5. Que le recourant demande à être mis au bénéfice de l’assistance judiciaire ;
que l’octroi d’une telle assistance est subordonné à la condition que la cause ne soit pas d’emblée dépourvue de chances de succès (ARMP.2017.83 du 12.09.2017 cons. 3), d’une part, et de l’indigence du requérant (art. 132 al. 1 let. b CPP), d’autre part ;
a) qu’en l’espèce, pour tenir compte de la confusion générée par la manière de procéder du Ministère public, soit la nécessité de rapprocher deux documents pour comprendre ses intentions et la portée du mandat donné à la police, il y a lieu de considérer que la condition des chances de succès était remplie ;
b) que X.________ n’a à ce stade pas été mis au bénéfice de l’assistance judicaire par le Ministère public et que l’Autorité de céans n’est pas en mesure d’examiner si le prénommé dispose ou non des moyens nécessaires pour former le recours, l’intéressé se contentant d’annoncer qu’il déposera prochainement une requête d’assistance judiciaire auprès du Ministère public et de l’Autorité de céans ;
que dans ces conditions, le principe de célérité ancré à l'article 5 al. 1 CPP impose de statuer ultérieurement sur cette question, après que X.________ aura transmis les pièces justificatives à l’appui de sa demande.
Par ces motifs, l'Autorité de recours en matière pénale
1. Déclare le recours irrecevable.
2. Dit que la demande d’octroi d’effet suspensif est sans objet.
3. Dit qu’il sera statué sur la requête d’assistance judiciaire dans une décision ultérieure.
4. Impartit à X.________ un délai de 10 jours pour présenter sa demande d’assistance judiciaire au moyen du formulaire idoine, en précisant que l’ensemble des pièces mentionnées à la page 7 de ce formulaire sont expressément requises.
5. Arrête les frais de la procédure de recours à 200 francs et les met à la charge de X.________, sous réserve de la décision à rendre en application du chiffre 3 ci-dessus.
6. Notifie le présent arrêt à X.________, par Me B.________ et au Ministère public, parquet régional de La Chaux-de-Fonds (MP.2018.4896).
Neuchâtel, le 24 octobre 2018
Art. 248 CPP
Mise sous scellés
1 Les documents, enregistrements et autres objets qui ne peuvent être ni perquisitionnés ni séquestrés parce que l'intéressé fait valoir son droit de refuser de déposer ou de témoigner ou pour d'autres motifs sont mis sous scellés et ne peuvent être ni examinés, ni exploités par les autorités pénales.
2 Si l'autorité pénale ne demande pas la levée des scellés dans les 20 jours, les documents et les autres objets mis sous scellés sont restitués à l'ayant droit.

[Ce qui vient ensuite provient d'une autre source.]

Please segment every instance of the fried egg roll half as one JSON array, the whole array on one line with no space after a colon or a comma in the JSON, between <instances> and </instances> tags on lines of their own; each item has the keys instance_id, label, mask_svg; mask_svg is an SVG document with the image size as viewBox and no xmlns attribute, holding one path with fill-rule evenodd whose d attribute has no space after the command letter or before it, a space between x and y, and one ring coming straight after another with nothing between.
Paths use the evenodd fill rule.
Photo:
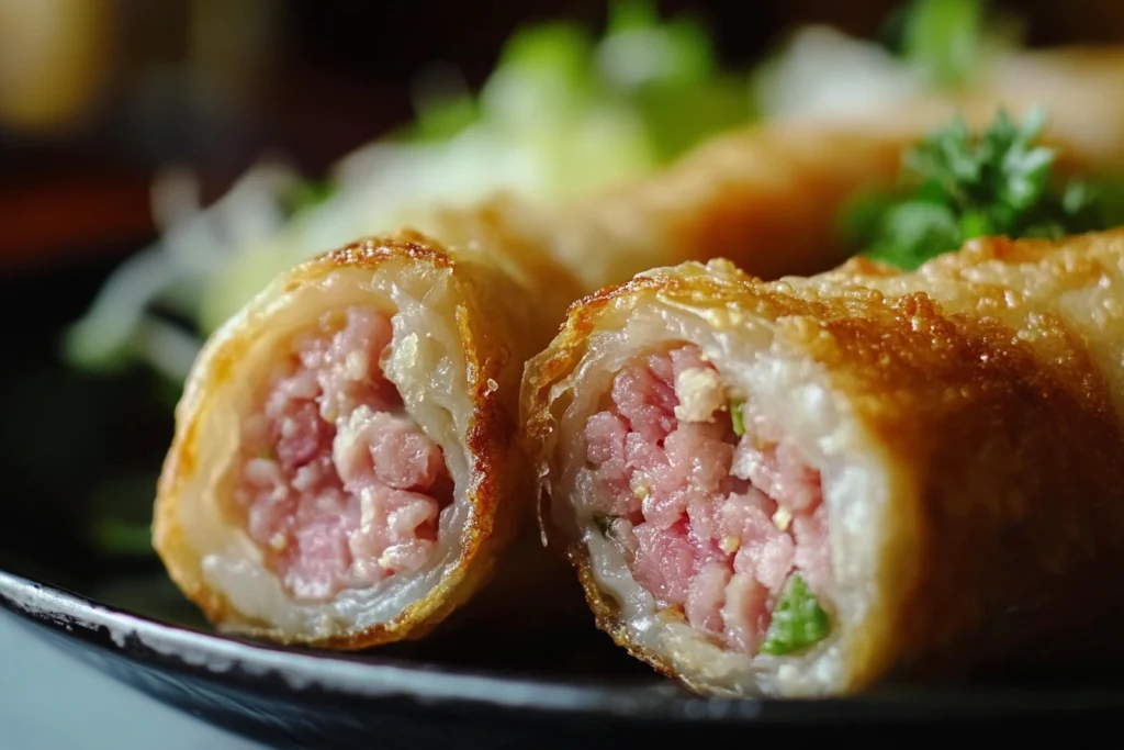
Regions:
<instances>
[{"instance_id":1,"label":"fried egg roll half","mask_svg":"<svg viewBox=\"0 0 1124 750\"><path fill-rule=\"evenodd\" d=\"M527 367L541 523L599 626L700 693L1118 659L1122 346L1124 232L644 273Z\"/></svg>"},{"instance_id":2,"label":"fried egg roll half","mask_svg":"<svg viewBox=\"0 0 1124 750\"><path fill-rule=\"evenodd\" d=\"M553 292L502 260L369 240L282 273L208 341L154 543L211 622L336 649L417 638L533 526L515 417Z\"/></svg>"}]
</instances>

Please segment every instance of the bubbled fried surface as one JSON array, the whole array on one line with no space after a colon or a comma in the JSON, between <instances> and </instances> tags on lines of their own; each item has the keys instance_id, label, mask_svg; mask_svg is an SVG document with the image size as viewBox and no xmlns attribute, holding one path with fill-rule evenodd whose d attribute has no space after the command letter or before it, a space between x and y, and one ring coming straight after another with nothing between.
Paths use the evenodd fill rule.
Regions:
<instances>
[{"instance_id":1,"label":"bubbled fried surface","mask_svg":"<svg viewBox=\"0 0 1124 750\"><path fill-rule=\"evenodd\" d=\"M1122 284L1124 232L973 242L914 273L854 260L765 283L722 263L662 269L571 308L525 376L529 450L558 469L551 386L590 332L620 325L642 299L716 327L763 318L824 369L880 445L891 488L873 607L840 690L991 660L1120 658ZM601 627L670 671L628 642L588 551L570 552Z\"/></svg>"},{"instance_id":2,"label":"bubbled fried surface","mask_svg":"<svg viewBox=\"0 0 1124 750\"><path fill-rule=\"evenodd\" d=\"M523 469L526 459L516 441L517 395L523 362L551 334L543 316L526 315L544 304L545 292L520 283L497 260L468 249L445 249L411 232L368 238L282 274L208 341L176 407L176 430L157 488L153 534L171 578L212 623L281 642L362 649L427 634L491 578L501 551L520 527L533 524L529 504L524 500L529 491ZM293 638L270 623L245 623L237 603L207 584L203 551L189 543L180 524L180 505L198 499L188 496L185 488L212 469L200 466L197 459L199 441L207 437L200 425L225 383L257 377L239 369L239 361L252 346L255 332L269 325L270 310L285 305L287 295L336 272L362 275L388 264L435 281L438 275L451 275L456 290L455 307L442 314L454 320L452 327L460 333L463 347L473 404L466 443L474 459L472 486L466 491L472 513L461 533L460 558L425 596L390 622L366 630L337 623L327 636Z\"/></svg>"}]
</instances>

3 Si l'autorité pénale demande la levée des scellés, les tribunaux suivants statuent définitivement sur la demande dans le mois qui suit son dépôt:
a. le tribunal des mesures de contrainte, dans le cadre de la procédure préliminaire;
b. le tribunal saisi de la cause, dans les autres cas.
4 Le tribunal peut faire appel à un expert pour examiner le contenu des documents, des enregistrements et des autres objets.